By the late 1970s, Nintendo had begun to lose money to electronic game manufacturers such as Atari, and they responded with the "Game & Watch" series (small single-screen LCD games) which were created by the late visionary Gunpei Yokoi, as well as a series of arcade games. One of their arcade games of 1980, Radarscope[?], was a complete and total commercial failure, but they had invested too much money in the project to simply close it and move on; something had to be done to mitigate the damage. Three years prior, Hiroshi Yamauchi had hired Shigeru Miyamoto, the son of a close friend, as Nintendo's first and only internal staff artist. With all of Nintendo's other employees busy with existing projects, Yamauchi summoned the 27-year-old Miyamoto (who had no game designing experience whatsoever) to his office and told him that he was officially responsible for saving Radarscope.
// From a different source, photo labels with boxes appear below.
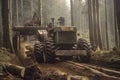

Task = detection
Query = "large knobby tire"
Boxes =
[34,42,44,63]
[77,38,91,63]
[44,38,55,63]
Thus, Miyamoto was left to save Nintendo's most abysmal failure in their 90-year history with a couple of inexperienced programmers, almost no budget, and literally no knowledge of programming himself. Instead of trying to improve Radarscope, he simply discarded the game, and moved to create a new game within the limitations of the existing Radarscope hardware. The game he created, Donkey Kong, would establish Nintendo as a true player in the arcade game world, and set them up for their future success.

The Hardware

  • Game & Watch
  • Nintendo Entertainment System (rest of world) / Famicom (Japan)
    • Famicom Disk System (Japan only) - A large number of stores in Japan had "Disk Writers" with games stored in them that could be downloaded to a non-standard floppy disk for ¥2,000. Very popular in Japan, killed due to advancing technology that rendered the disks obsolete, and later, rampant piracy of said disks.
  • Game Boy - The best-selling videogame system of all time
  • Super Nintendo Entertainment System aka Super NES (rest of world) / Super Famicom (Japan)
  • Virtual Boy - The Virtual Boy used a red monochrome 3D virtual reality like system. Fewer than two dozen games were released for it in the United States.
  • Game Boy Color
  • Nintendo 64 - Originally the Ultra 64, this system saw Nintendo fully embrace 3D game worlds, though their refusal to end their use of cartridges, which held less and were more costly than optical media, proved ruinous.
    • 64DD - Only released in Japan, this add-on system's games are on rewriteable disks. Games released include a paint and 3d package, F-Zero X[?], for creating new F-Zero tracks and a few others. An utter commercial failure, many speculated that Nintendo released it only to save face after promoting it pre-emptively for years.
  • Game Boy Advance - The new, more advanced version of the Game Boy. It was upgraded in 2003 with a backlight, a new design, and a new name: The Gameboy Advance SP. The SP stands for SPecial.
  • Nintendo GameCube - Nintendo's next-generation system; uses a proprietary DVD medium to prevent piracy and lock out third-party developers.

The Software and Franchises

Nintendo is known for hard-line stance against emulation of its video game consoles. It claims that mask work copyright protects its Game Paks from the exceptions that United States copyright law otherwise provides for software. Until mid-2002, the company also claims that emulators have no use other than to play pirated video games, contested by some who say emulators such as LoopyNES[?] (for NES) and VisualBoyAdvance[?] (for GBA) have been used to develop and test independently produced software.